HESI RN
HESI Leadership and Management
1. A client is receiving levothyroxine for hypothyroidism. Which of the following findings would indicate that the medication is effective?
- A. Decreased heart rate
- B. Increased weight
- C. Increased energy levels
- D. Decreased appetite
Correct answer: C
Rationale: The correct answer is C: Increased energy levels. When a client with hypothyroidism is receiving levothyroxine, increased energy levels indicate that thyroid hormone levels are being normalized, which is a positive response to treatment. This improvement reflects the effectiveness of the medication in addressing the underlying hypothyroidism. Choices A, B, and D are incorrect. Decreased heart rate and decreased appetite may be symptoms of hypothyroidism and would not necessarily indicate the effectiveness of levothyroxine. Increased weight could also be a symptom of hypothyroidism and does not directly reflect the medication's effectiveness.
2. A client with terminal pancreatic cancer asks questions about a do not resuscitate order. Which of the following statements should be included in the RN's teaching to the client?
- A. When a heart ceases to beat, the client is pronounced clinically dead.
- B. Physicians must write do not resuscitate (DNR) orders.
- C. A DNR order can be written after the healthcare provider has discussed it with the client and family.
- D. A DNR requires a court decision.
Correct answer: C
Rationale: A DNR order is typically written after the healthcare provider has discussed the implications with the patient and their family. This ensures that the patient and family are fully informed before making such a critical decision. Choice A is incorrect because pronouncing clinical death is a medical determination, not directly related to DNR orders. Choice B is incorrect because while physicians commonly write DNR orders, the discussion with the patient and family is crucial. Choice D is incorrect because a DNR order does not require a court decision; it is a decision made in collaboration with the healthcare team and the patient or family.
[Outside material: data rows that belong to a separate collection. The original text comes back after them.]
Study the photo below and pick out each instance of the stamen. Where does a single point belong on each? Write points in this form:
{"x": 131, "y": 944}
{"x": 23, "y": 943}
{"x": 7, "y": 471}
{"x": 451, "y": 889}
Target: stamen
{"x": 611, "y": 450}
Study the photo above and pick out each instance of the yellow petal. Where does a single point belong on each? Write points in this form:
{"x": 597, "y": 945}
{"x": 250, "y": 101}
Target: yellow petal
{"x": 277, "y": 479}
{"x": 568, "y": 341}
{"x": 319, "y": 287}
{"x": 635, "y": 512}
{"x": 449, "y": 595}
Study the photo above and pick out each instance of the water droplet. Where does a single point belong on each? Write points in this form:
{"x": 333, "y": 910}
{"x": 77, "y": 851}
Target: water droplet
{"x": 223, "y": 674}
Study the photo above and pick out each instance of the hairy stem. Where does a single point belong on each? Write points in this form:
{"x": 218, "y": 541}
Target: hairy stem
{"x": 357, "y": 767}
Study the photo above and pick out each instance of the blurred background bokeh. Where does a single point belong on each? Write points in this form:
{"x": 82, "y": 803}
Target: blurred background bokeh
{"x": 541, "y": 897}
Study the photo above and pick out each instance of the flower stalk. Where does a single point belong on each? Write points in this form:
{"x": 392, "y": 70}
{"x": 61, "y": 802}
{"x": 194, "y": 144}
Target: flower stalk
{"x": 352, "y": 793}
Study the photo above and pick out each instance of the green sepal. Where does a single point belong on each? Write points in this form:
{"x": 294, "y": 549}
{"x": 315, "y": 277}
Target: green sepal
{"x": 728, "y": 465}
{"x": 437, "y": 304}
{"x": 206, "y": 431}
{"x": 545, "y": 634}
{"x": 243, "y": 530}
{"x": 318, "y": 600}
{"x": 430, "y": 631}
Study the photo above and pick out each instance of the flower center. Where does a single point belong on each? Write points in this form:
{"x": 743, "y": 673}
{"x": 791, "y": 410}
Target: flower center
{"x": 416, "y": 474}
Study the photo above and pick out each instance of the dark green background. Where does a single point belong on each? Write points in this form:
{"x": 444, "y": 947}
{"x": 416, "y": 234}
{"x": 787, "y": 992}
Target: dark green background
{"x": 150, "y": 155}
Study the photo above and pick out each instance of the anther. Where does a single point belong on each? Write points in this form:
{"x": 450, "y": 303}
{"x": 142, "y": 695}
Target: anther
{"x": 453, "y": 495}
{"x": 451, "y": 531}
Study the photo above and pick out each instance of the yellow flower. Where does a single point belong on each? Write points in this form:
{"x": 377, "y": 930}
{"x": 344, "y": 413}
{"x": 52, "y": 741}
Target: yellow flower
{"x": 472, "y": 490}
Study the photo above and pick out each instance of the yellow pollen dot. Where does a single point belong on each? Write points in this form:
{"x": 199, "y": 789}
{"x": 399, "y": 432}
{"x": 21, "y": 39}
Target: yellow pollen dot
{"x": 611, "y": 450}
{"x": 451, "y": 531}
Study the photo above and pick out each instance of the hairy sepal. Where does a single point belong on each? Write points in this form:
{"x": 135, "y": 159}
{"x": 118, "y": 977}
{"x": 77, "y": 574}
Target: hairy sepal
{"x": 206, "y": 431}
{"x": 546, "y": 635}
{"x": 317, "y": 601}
3. The nurse and an unlicensed nursing assistant are caring for a group of clients. Which nursing intervention should the nurse perform?
- A. Measure the client's output from the indwelling catheter.
- B. Record the client's intake and output on the I & O sheet.
- C. Instruct the client on appropriate fluid restrictions.
- D. Provide water for a client diagnosed with diabetes insipidus.
Correct answer: C
Rationale: Instructing the client on appropriate fluid restrictions is a nursing intervention that requires professional judgment and should be performed by the nurse. In this scenario, the nurse should provide education regarding fluid restrictions based on the client's individual needs. Measuring the client's output from the indwelling catheter (choice A) and recording intake and output (choice B) can be tasks delegated to the unlicensed nursing assistant. Providing water for a client diagnosed with diabetes insipidus (choice D) is not appropriate as these clients often require careful fluid management to prevent complications.
4. A nurse manager is reviewing data from the unit. More than 50% of new nurses hired left within 1 year of being hired. Which of the following implementations should the nurse manager consider to improve retention of newly hired nurses?
- A. Increase the length of time new hires spend in training.
- B. Conduct a performance review at 3, 6, and 9 months to review the new nurse’s weaknesses.
- C. Stress the importance of continuity of care to new hires.
- D. Build the manager’s own leadership skills through building relationships with staff members.
Correct answer: D
Rationale: To improve retention of newly hired nurses, the nurse manager should focus on building their own leadership skills and relationships with staff members. By creating a supportive environment and demonstrating effective leadership, the manager can positively impact staff retention. Options A, B, and C do not directly address the core issue of creating a supportive work environment and effective leadership, which are crucial for retaining newly hired nurses.
5. A client with type 1 DM calls the nurse to report recurrent episodes of hypoglycemia with exercise. Which statement by the client indicates an inadequate understanding of the peak action of NPH insulin and exercise?
- A. The best time for me to exercise is every afternoon.
- B. The best time for me to exercise is right after I eat.
- C. The best time for me to exercise is after breakfast.
- D. The best time for me to exercise is after my morning snack.
Correct answer: A
Rationale: Exercising in the afternoon may coincide with the peak action of NPH insulin, increasing the risk of hypoglycemia. The peak action of NPH insulin typically occurs 4-12 hours after administration, so exercising during this time can further lower blood sugar levels. Choices B, C, and D are better options as they suggest exercising at times that are less likely to overlap with the peak insulin action, reducing the risk of hypoglycemia.